I havent been able to run a memory test as the device doesn't have the normal functions I'm excepting. I did run it on another device and it went through. I'm gonna test the other drive on the new hardware and test the 1st drive on the original hardware to see if it will stop again. Might be a hardware issue that somehow didn't come up before
Oh also, the nomodeset did nothing.
well I came back in this morning to check on my drives wiping and the drive that just fully wiped fine on the other hardware failed on the previous hardware. So something about the Datto Alto 3 v2 has problems with wiping drives on the newest version of ShredOS. It did not appear to have any issues on the previous version but now it does on certain drives. Back to the drive station drawing board for me.
It's still possible that particular Datto Alto 3 v2 has an intermittent issue and another Datto Alto 3 v2 works fine. They are pretty cheap on eBay so you could be throwing good money after bad but then it's only £40 so maybe worth taking the gamble.
Well I do have at least another one laying around. Ill give it a go just to see.
Well I have tested another identical device and it also failed. So evidently I cannot use the Datto Alto 3 v2 as my hardware, Unless in the very rare case both of my boxes are broken in that way.
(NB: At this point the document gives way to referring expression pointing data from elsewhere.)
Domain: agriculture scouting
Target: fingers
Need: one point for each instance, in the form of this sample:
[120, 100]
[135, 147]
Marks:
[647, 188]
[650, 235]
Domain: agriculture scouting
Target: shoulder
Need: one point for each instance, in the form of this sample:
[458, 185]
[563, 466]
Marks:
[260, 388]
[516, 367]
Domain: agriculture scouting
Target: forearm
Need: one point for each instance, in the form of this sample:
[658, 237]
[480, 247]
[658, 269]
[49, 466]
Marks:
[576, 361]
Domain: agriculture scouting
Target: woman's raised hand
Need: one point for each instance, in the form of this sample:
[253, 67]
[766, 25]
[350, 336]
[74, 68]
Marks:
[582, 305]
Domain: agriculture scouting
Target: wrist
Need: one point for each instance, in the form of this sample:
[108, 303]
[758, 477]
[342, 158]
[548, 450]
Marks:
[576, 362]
I will start looking into setting up a new station with this in mind.
Thought I would throw this up here just in case it was something but I have been trying to wipe a couple drives and it has been freezing at random intervals and requires a full reboot. This is the only log file that is updating in the files. dmesg.txt It boots with this the first time usually although I think the archive_log part at the end was just required to make the folder. I was more looking at the first line. I have been trying to change the drive that is wiping to see if that is the issue and so far there hasnt been a difference it still locks up at some point. Going to try some different configurations and maybe a different boot drive to test it a few times.